Reprenant peu à peu le fil de ses pensées et chassant de ses yeux et sa tête les restes de sa nuit, elle se rendit compte que Gajil l'avait entouré de son bras libre, le passant sous sa nuque. Ce qui signifiait qu'au moindre mouvement, il pouvait la ramener au-dessus ou en dessous de lui. Il n'y avait aucun moyen pour elle de s'échapper.

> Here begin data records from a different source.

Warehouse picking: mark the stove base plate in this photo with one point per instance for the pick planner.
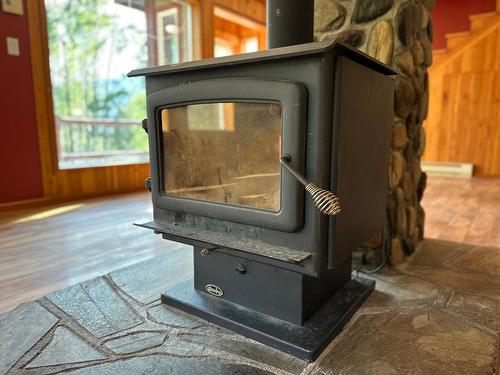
(305, 342)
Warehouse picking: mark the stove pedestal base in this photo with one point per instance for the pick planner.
(303, 341)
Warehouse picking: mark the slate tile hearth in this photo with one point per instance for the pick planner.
(438, 313)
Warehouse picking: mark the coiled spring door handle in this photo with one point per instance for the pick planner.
(325, 201)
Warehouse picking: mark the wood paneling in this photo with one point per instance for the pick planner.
(254, 10)
(45, 249)
(463, 210)
(59, 184)
(463, 123)
(75, 183)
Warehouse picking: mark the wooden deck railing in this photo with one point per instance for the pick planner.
(87, 138)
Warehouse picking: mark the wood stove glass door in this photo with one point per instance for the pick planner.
(224, 152)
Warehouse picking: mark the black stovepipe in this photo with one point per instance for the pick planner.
(289, 22)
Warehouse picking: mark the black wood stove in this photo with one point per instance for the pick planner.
(235, 144)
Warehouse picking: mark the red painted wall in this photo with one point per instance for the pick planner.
(20, 173)
(450, 16)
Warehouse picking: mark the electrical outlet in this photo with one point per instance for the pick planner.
(13, 46)
(13, 6)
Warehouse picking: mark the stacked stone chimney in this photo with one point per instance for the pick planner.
(399, 34)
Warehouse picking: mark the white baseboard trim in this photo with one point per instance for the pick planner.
(447, 169)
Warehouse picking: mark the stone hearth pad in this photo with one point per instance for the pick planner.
(438, 313)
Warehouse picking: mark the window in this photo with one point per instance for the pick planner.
(223, 152)
(174, 34)
(93, 44)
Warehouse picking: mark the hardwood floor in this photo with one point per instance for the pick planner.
(48, 248)
(463, 210)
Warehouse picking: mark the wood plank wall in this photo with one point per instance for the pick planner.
(67, 184)
(463, 123)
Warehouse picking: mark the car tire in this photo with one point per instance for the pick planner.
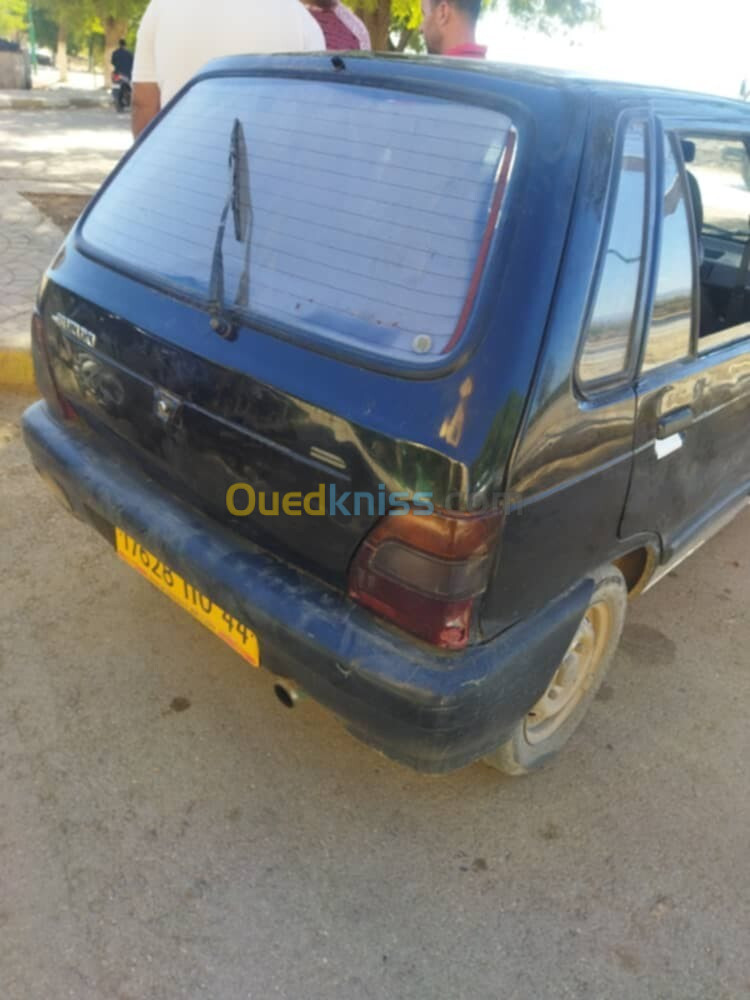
(548, 726)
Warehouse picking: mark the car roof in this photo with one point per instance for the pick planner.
(518, 73)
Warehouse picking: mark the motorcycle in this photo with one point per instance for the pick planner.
(122, 91)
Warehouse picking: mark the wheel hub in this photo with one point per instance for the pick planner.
(573, 677)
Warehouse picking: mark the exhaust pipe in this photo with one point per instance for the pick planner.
(288, 693)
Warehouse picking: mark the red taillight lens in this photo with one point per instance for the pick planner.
(424, 572)
(43, 371)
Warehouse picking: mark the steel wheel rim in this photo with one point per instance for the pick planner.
(573, 678)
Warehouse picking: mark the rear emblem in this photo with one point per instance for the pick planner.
(165, 405)
(69, 326)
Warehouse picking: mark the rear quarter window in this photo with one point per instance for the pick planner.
(370, 208)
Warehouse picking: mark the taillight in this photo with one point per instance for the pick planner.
(424, 572)
(43, 371)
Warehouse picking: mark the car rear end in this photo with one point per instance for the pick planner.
(284, 356)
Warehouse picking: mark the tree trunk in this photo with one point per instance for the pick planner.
(378, 24)
(61, 59)
(114, 30)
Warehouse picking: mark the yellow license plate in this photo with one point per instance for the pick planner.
(233, 632)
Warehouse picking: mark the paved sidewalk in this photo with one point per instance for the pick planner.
(53, 100)
(52, 152)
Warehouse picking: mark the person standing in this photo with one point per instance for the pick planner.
(122, 60)
(449, 28)
(176, 38)
(342, 29)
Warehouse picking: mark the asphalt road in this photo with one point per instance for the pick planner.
(168, 830)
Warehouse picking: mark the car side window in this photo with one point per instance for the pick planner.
(608, 339)
(670, 334)
(719, 177)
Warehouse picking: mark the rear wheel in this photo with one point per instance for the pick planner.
(548, 726)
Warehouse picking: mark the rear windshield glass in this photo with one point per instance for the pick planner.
(357, 215)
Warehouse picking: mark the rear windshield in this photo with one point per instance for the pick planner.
(362, 212)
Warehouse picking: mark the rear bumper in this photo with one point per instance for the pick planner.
(433, 711)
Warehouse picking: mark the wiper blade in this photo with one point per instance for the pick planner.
(238, 202)
(732, 234)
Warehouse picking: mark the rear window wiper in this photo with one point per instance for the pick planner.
(239, 203)
(730, 234)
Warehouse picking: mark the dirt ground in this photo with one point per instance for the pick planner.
(62, 209)
(168, 830)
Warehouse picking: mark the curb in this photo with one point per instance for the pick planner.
(40, 102)
(17, 369)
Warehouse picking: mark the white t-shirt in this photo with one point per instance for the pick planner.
(176, 38)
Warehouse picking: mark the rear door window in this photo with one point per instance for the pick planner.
(369, 209)
(607, 345)
(670, 334)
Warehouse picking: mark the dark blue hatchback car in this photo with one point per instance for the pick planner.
(401, 375)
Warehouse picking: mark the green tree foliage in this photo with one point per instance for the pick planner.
(395, 23)
(12, 18)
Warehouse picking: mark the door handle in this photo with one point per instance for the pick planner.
(674, 422)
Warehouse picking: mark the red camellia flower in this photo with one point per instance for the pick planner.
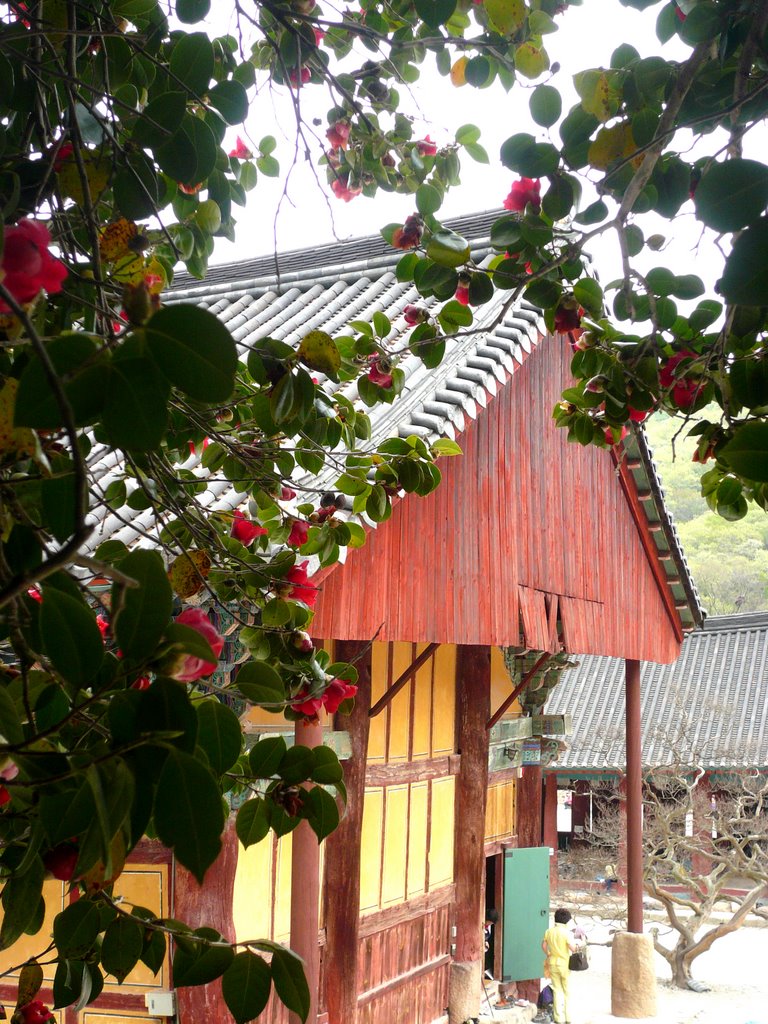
(28, 267)
(379, 373)
(684, 390)
(524, 190)
(190, 668)
(338, 134)
(414, 314)
(241, 151)
(410, 235)
(341, 189)
(244, 529)
(300, 591)
(299, 534)
(35, 1013)
(60, 861)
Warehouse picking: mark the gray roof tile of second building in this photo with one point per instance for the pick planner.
(710, 707)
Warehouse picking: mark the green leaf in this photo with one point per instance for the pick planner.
(122, 947)
(230, 99)
(195, 351)
(190, 11)
(260, 684)
(76, 929)
(193, 62)
(522, 154)
(219, 734)
(732, 195)
(747, 453)
(448, 249)
(143, 612)
(135, 412)
(188, 815)
(265, 758)
(246, 986)
(546, 105)
(290, 982)
(506, 16)
(253, 821)
(71, 637)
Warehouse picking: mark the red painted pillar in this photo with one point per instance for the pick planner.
(209, 904)
(305, 889)
(634, 800)
(550, 825)
(343, 853)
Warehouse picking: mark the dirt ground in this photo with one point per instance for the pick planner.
(735, 970)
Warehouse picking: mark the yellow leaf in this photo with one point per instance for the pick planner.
(115, 241)
(96, 172)
(459, 72)
(530, 60)
(506, 16)
(317, 350)
(610, 144)
(188, 571)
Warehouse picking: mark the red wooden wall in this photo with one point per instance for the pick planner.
(525, 528)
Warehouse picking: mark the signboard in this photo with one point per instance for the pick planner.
(551, 725)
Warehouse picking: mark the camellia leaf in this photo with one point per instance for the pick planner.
(318, 351)
(246, 986)
(188, 814)
(732, 195)
(142, 612)
(195, 351)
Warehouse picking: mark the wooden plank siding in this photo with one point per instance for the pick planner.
(522, 514)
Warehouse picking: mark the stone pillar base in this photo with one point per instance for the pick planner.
(633, 976)
(464, 991)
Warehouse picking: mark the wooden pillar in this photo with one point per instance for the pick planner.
(634, 801)
(550, 825)
(305, 888)
(211, 905)
(343, 854)
(473, 710)
(529, 832)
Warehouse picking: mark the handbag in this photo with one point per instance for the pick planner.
(578, 961)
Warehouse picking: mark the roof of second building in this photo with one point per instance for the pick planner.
(710, 707)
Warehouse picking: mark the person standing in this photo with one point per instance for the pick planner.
(558, 944)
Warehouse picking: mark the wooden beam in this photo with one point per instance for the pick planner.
(343, 852)
(397, 685)
(517, 690)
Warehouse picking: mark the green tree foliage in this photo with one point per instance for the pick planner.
(113, 172)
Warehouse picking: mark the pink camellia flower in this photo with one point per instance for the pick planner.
(379, 374)
(299, 534)
(35, 1013)
(414, 314)
(190, 668)
(341, 189)
(241, 151)
(244, 529)
(336, 692)
(338, 134)
(524, 190)
(28, 267)
(298, 578)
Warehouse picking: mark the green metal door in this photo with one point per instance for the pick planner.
(525, 916)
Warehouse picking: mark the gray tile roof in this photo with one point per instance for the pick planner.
(711, 705)
(324, 288)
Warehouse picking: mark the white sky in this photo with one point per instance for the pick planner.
(311, 215)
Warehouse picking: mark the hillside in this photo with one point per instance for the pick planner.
(728, 560)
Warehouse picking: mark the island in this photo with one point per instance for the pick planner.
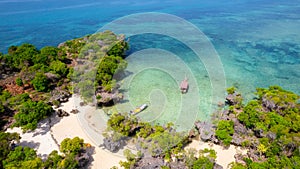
(40, 128)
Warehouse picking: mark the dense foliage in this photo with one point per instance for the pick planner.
(224, 131)
(274, 118)
(30, 113)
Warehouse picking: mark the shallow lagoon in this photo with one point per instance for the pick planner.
(258, 43)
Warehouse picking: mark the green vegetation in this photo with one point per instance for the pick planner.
(40, 83)
(274, 119)
(19, 81)
(5, 144)
(25, 157)
(224, 131)
(108, 67)
(30, 113)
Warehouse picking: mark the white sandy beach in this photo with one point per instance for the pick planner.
(224, 156)
(68, 127)
(44, 139)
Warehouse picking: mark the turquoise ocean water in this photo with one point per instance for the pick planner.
(258, 42)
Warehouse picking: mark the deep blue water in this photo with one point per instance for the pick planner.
(258, 40)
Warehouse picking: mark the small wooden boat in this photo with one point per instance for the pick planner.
(184, 86)
(139, 109)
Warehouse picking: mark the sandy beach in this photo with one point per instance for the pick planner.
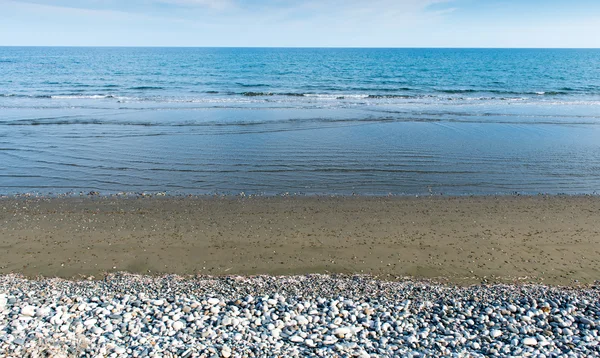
(542, 239)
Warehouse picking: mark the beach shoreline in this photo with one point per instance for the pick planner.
(540, 239)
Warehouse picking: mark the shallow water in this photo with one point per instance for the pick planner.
(312, 121)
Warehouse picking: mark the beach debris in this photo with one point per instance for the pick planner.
(314, 315)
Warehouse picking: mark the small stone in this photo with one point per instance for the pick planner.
(28, 311)
(120, 350)
(90, 322)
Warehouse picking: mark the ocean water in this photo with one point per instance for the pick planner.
(304, 121)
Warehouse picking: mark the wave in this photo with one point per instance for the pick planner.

Même si elle n'en avait aucune envie à cet instant, elle ne supportait pas de se sentir prisonnière de quoi que ce soit. Vieille cicatrice certainement impossible à guérir, reste du temps qu'elle avait passé enfermée dans la voiture le jour de la mort de ses parents, lors de l'accident qui leur avaient coûté la vie. Ne pouvant sortir de part son âge, ne comprenant pas ce qu'il se passait autour d'elle, elle avait passé peut-être des heures à hurler seule, empêtrée dans un siège pour enfant n'étant plus à la place qu'on lui avait attribué à l'origine. S'égosillant encore sur les deux cadavres toujours chauds placés sur les siège passager et conducteur. La place de Maman et Papa.
Gajil ouvrit à son tour les yeux, suite à un bruit faisant trembler les murs. Une voix masculine vociférait de l'autre côté, mais il ne s'en rendait plus compte.
Il avala difficilement sa salive. Reby était collée à lui. Avait de grands yeux terrifiés et biens ouverts braqués sur son visage. Et tremblait comme une feuille sous ses mains. Trop proche. Beaucoup trop proche.